Fungsi & Jenis Crane

Fungsi & Jenis Crane

Crane merupakan salah satu pesawat angkat angkut yang memiliki fungsi untuk pengangkat dan pemindah material dengan ketentuan khusus secara aman.

Crane masuk dalam kategori mesin alat berat (heavy equipment) yang memilki bentuk dan kemampuan angkat sesuai spesifikasi kebutuhan produksi. Crane digunakan dalam kegiatan pengangkatan benda dengan beban yang berat, serta digunakan dalam berbagai sector pekerjaan misalnya : pekerjaan  proyek, pelabuhan, perbengkelan, industri, pergudangan dll.

Crane terdiri atas beberapa jenis, Jenis crane tersebut  adalah :

1. Tower Crane

Tower Crane

Tower Crane merupakan alat pengangkat material yang biasanya banyak digunakan pada proyek konstruksi.

Struktur Tower crane yang tinggi menjulang memudahkan pekerja kontruksi untuk menaikan bahan-bahan material untuk proses pembangunan suatu gedung. Selain itu tower crane di lengkapi jib (boom) yang memungkinkan crane dapat menjangkau ke semua sudut bagian atas bangunan.
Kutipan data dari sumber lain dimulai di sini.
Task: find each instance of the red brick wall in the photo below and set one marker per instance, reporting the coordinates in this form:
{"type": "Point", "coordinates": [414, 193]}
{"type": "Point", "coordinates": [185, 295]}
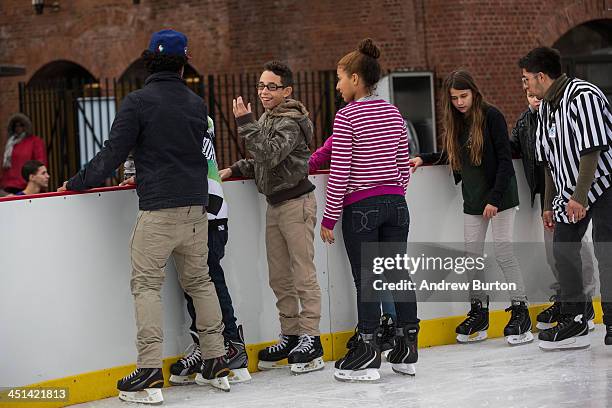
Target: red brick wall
{"type": "Point", "coordinates": [106, 36]}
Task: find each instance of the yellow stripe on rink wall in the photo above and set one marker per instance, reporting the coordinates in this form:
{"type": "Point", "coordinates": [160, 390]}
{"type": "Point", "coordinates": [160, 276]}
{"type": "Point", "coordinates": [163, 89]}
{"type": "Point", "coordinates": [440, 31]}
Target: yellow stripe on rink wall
{"type": "Point", "coordinates": [102, 384]}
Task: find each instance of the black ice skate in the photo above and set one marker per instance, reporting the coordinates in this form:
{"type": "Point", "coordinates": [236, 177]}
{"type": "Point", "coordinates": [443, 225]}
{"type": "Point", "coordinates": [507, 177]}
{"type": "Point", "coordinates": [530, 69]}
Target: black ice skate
{"type": "Point", "coordinates": [571, 332]}
{"type": "Point", "coordinates": [215, 372]}
{"type": "Point", "coordinates": [590, 315]}
{"type": "Point", "coordinates": [405, 353]}
{"type": "Point", "coordinates": [237, 359]}
{"type": "Point", "coordinates": [307, 355]}
{"type": "Point", "coordinates": [518, 329]}
{"type": "Point", "coordinates": [361, 362]}
{"type": "Point", "coordinates": [143, 385]}
{"type": "Point", "coordinates": [474, 327]}
{"type": "Point", "coordinates": [271, 357]}
{"type": "Point", "coordinates": [549, 316]}
{"type": "Point", "coordinates": [183, 372]}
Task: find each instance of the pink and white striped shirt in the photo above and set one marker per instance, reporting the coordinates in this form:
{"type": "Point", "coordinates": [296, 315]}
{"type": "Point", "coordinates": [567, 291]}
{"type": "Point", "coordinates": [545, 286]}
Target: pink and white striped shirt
{"type": "Point", "coordinates": [369, 156]}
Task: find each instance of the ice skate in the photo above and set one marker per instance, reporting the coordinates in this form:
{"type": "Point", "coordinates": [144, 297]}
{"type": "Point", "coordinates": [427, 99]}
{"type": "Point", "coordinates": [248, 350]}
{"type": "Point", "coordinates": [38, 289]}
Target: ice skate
{"type": "Point", "coordinates": [143, 385]}
{"type": "Point", "coordinates": [361, 362]}
{"type": "Point", "coordinates": [404, 355]}
{"type": "Point", "coordinates": [237, 359]}
{"type": "Point", "coordinates": [272, 356]}
{"type": "Point", "coordinates": [518, 329]}
{"type": "Point", "coordinates": [474, 327]}
{"type": "Point", "coordinates": [183, 372]}
{"type": "Point", "coordinates": [215, 372]}
{"type": "Point", "coordinates": [571, 332]}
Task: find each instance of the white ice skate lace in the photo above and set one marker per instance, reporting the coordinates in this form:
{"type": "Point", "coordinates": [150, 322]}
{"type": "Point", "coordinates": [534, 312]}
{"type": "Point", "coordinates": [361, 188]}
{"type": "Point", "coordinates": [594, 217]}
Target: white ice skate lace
{"type": "Point", "coordinates": [282, 342]}
{"type": "Point", "coordinates": [133, 374]}
{"type": "Point", "coordinates": [193, 355]}
{"type": "Point", "coordinates": [305, 344]}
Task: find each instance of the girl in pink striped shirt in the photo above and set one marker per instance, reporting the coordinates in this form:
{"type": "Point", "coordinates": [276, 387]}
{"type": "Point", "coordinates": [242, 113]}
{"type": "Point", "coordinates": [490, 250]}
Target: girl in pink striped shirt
{"type": "Point", "coordinates": [367, 185]}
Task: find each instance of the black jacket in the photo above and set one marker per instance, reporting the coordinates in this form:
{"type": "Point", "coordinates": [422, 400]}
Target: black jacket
{"type": "Point", "coordinates": [522, 142]}
{"type": "Point", "coordinates": [496, 158]}
{"type": "Point", "coordinates": [164, 123]}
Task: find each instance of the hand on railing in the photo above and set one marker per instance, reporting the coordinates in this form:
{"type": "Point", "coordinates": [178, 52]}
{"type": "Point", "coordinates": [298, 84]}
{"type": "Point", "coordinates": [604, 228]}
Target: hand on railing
{"type": "Point", "coordinates": [225, 173]}
{"type": "Point", "coordinates": [128, 182]}
{"type": "Point", "coordinates": [415, 163]}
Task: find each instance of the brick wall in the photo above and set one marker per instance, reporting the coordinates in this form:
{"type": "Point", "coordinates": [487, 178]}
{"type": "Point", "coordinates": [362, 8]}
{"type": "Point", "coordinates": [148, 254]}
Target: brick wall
{"type": "Point", "coordinates": [106, 36]}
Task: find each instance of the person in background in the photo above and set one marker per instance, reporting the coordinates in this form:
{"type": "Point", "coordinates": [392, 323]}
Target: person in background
{"type": "Point", "coordinates": [22, 145]}
{"type": "Point", "coordinates": [37, 177]}
{"type": "Point", "coordinates": [522, 141]}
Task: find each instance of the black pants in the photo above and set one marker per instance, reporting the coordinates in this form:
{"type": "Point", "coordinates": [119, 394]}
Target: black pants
{"type": "Point", "coordinates": [373, 227]}
{"type": "Point", "coordinates": [566, 248]}
{"type": "Point", "coordinates": [217, 239]}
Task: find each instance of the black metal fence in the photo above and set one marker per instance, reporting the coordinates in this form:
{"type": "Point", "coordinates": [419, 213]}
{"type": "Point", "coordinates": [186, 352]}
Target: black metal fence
{"type": "Point", "coordinates": [74, 116]}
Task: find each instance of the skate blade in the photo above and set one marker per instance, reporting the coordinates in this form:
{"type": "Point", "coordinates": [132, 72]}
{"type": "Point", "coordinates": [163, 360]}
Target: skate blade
{"type": "Point", "coordinates": [238, 375]}
{"type": "Point", "coordinates": [182, 379]}
{"type": "Point", "coordinates": [405, 369]}
{"type": "Point", "coordinates": [302, 368]}
{"type": "Point", "coordinates": [151, 396]}
{"type": "Point", "coordinates": [367, 375]}
{"type": "Point", "coordinates": [572, 343]}
{"type": "Point", "coordinates": [472, 338]}
{"type": "Point", "coordinates": [221, 383]}
{"type": "Point", "coordinates": [519, 339]}
{"type": "Point", "coordinates": [545, 326]}
{"type": "Point", "coordinates": [272, 365]}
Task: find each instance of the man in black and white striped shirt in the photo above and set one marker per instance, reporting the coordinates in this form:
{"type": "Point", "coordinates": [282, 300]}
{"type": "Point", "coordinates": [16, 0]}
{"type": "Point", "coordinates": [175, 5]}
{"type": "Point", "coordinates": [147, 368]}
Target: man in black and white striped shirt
{"type": "Point", "coordinates": [573, 139]}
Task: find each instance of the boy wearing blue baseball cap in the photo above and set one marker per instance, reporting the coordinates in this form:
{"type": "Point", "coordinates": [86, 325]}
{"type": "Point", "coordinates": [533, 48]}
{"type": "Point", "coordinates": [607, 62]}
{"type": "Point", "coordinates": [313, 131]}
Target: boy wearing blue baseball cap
{"type": "Point", "coordinates": [164, 124]}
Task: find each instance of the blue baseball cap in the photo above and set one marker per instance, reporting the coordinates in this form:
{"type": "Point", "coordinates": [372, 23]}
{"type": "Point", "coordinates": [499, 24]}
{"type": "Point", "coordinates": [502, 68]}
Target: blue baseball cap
{"type": "Point", "coordinates": [169, 42]}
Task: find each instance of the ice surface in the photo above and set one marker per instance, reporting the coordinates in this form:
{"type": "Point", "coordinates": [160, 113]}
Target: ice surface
{"type": "Point", "coordinates": [487, 374]}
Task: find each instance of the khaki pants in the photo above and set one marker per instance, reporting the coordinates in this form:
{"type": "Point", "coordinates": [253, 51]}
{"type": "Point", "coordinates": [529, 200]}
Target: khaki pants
{"type": "Point", "coordinates": [183, 233]}
{"type": "Point", "coordinates": [292, 273]}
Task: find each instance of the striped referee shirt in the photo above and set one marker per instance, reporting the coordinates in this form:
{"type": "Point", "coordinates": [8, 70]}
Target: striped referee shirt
{"type": "Point", "coordinates": [582, 123]}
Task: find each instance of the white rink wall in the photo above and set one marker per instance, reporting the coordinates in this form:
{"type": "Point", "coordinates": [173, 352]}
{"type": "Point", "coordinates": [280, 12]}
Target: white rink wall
{"type": "Point", "coordinates": [65, 302]}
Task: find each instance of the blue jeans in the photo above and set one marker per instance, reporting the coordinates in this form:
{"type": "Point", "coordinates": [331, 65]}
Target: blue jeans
{"type": "Point", "coordinates": [217, 239]}
{"type": "Point", "coordinates": [382, 222]}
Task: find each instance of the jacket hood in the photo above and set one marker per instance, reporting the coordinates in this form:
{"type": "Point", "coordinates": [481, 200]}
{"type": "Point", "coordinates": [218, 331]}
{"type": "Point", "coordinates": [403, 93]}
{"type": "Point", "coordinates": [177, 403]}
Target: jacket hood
{"type": "Point", "coordinates": [295, 110]}
{"type": "Point", "coordinates": [19, 117]}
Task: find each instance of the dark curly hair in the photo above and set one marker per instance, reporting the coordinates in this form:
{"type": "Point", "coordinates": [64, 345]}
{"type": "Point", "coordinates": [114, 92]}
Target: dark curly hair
{"type": "Point", "coordinates": [364, 62]}
{"type": "Point", "coordinates": [282, 70]}
{"type": "Point", "coordinates": [155, 62]}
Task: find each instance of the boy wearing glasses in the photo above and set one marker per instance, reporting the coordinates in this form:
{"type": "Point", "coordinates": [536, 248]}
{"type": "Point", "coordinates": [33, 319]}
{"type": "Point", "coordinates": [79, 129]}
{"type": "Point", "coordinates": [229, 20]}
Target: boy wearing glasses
{"type": "Point", "coordinates": [278, 144]}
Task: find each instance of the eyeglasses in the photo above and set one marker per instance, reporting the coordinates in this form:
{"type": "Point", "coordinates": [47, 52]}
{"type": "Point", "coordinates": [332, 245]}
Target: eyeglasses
{"type": "Point", "coordinates": [271, 86]}
{"type": "Point", "coordinates": [526, 79]}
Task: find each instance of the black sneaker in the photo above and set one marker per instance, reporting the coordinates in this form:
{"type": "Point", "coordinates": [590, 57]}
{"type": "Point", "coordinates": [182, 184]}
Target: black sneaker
{"type": "Point", "coordinates": [549, 316]}
{"type": "Point", "coordinates": [570, 332]}
{"type": "Point", "coordinates": [307, 355]}
{"type": "Point", "coordinates": [474, 327]}
{"type": "Point", "coordinates": [237, 358]}
{"type": "Point", "coordinates": [518, 329]}
{"type": "Point", "coordinates": [405, 353]}
{"type": "Point", "coordinates": [270, 357]}
{"type": "Point", "coordinates": [215, 372]}
{"type": "Point", "coordinates": [385, 336]}
{"type": "Point", "coordinates": [184, 370]}
{"type": "Point", "coordinates": [150, 380]}
{"type": "Point", "coordinates": [361, 362]}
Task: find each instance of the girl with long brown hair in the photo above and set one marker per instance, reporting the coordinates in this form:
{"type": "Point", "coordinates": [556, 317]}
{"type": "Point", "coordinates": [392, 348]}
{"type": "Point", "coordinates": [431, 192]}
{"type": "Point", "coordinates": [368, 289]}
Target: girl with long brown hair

Dengan berbagai peralatan Tower Crane ini cukup besar, dibutuhkan pula truk untuk melakukan pemindahan komponen dari crane ini. Di samping itu, dalam hal pemasangan/perakitan Crane Tower membutuhkan bantuan dari alat angkat lainnya dan diperlukan pula pondasi konkrit untuk menunjang kekuatan penyangga dari dasar struktur crane.

2. Mobile Crane (Truck Crane)

Mobile Crane

Berbeda dengan Tower Crane yang membutuhkan waktu lama dan susah dibawa kemana mana.

Mobile Crane memiliki mobilitas paling tinggi karena memiliki kelebihan yaitu bisa dibawa kemana mana dalam area kerja dengan cepat.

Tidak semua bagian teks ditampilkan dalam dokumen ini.